AN oil slick affecting more than 80km of the Lebanese coastline has reached Syria and could threaten Cyprus, Turkey and Greece if left unchecked.
The spill was caused by the bombing of the Jiyyeh power station, located about 30km south of Beirut, on July 13 and 15. The oil has been spreading widely because it has so far been impossible to begin cleaning it up, while the Israeli attack on the country continues.
Achim Steiner, executive director of the United Nations Environment Programme, said: "It is nearly three weeks since the bombing of the power plant and the initial satellite imagery unfortunately confirms that the oil spill is of a significant magnitude and spreading. A co-ordinated response must urgently be allowed to proceed, so that we can limit the immediate environmental damage as well as the longer-term implications for the economy and the Lebanese people."
At least 15,000 tonnes of oil are believed to have been spilled, though experts have been unable to make thorough assessments locally because of the shelling and the true figure may be much higher. About 37,000 tonnes were spilled in the Exxon Valdez disaster, by way of comparison. Marine and bird life in the area has been badly affected, and many beaches ruined.
Wael Hmaidan, co-ordinator of the oil spill working group in Lebanon, said: "This is a huge catastrophe, among other catastrophes. If this was happening by itself, it would be the biggest event of the year in the Mediterranean."
Mr Hmaidan estimated that the spill had caused at least $200m (€157m, £106m) in damage so far, and was spreading unhindered. He feared the spill could reach as far as Greece and Cyprus if action was not taken soon.
He said an attempt to assess the damage from land had to be abandoned because the roads in the area were coming under Israeli attack.
Fishermen in the region have reported the death of thousands of fish and seabirds from the slick, which has coated the coast in heavy fuel oil, and they have been unable to fish. There are important nurseries for fish in the area, which have been destroyed, and the slick threatens local populations of the rare green turtle, whose eggs hatch at this time of year. Bluefin tuna, an important commercial species, are also present in the area.
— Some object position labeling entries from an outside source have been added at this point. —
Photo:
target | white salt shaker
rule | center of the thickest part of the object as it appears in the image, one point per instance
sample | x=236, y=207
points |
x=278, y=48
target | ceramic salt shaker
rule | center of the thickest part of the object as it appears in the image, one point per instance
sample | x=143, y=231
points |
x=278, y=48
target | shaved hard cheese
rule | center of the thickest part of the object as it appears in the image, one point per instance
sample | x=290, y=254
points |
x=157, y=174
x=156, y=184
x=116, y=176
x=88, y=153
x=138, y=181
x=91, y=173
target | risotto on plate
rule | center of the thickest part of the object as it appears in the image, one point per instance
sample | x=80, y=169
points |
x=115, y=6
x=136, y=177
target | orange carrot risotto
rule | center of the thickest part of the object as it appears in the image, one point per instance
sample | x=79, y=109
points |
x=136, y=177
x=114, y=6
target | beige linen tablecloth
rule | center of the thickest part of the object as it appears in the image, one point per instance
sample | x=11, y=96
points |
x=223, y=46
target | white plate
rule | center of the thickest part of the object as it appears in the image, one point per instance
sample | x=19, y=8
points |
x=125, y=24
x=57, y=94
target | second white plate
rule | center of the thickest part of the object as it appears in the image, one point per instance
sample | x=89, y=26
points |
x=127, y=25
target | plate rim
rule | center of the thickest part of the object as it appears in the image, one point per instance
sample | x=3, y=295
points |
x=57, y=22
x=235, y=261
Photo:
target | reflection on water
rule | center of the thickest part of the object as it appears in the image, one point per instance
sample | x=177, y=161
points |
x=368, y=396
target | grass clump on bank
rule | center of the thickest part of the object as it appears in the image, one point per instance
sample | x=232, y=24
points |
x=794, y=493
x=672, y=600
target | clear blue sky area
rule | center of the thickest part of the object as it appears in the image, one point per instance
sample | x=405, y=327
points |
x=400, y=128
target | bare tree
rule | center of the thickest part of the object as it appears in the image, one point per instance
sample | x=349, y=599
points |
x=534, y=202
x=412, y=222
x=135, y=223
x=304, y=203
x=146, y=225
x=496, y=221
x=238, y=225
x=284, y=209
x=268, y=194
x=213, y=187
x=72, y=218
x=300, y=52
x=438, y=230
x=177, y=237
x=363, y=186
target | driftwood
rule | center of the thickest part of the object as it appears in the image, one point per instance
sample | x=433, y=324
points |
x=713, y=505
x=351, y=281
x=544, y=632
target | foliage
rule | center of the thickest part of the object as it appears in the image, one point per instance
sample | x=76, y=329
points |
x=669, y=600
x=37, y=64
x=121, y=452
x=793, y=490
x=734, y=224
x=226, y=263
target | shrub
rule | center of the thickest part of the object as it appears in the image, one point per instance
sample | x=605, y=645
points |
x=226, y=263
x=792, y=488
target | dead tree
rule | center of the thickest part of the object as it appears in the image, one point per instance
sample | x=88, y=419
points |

International agencies, including the United Nations, are monitoring the situation. A clean-up operation could be launched within a few days if hostilities ceased, and the initial clean-up would take at least a week, although to clean the slick fully will take about six months, and the effects will continue to be felt for several years.
The Regional Marine Pollution Emergency Response Centre for the Mediterranean Sea (Rem-pec), based in Malta, is giving daily advice to the Lebanese Ministry of the Environment on how to tackle the fuel oil slick.
Experts fear that the continuing bombing may result in further pollution incidents, such as the leak of toxic chemicals from industrial facilities hit by bombs.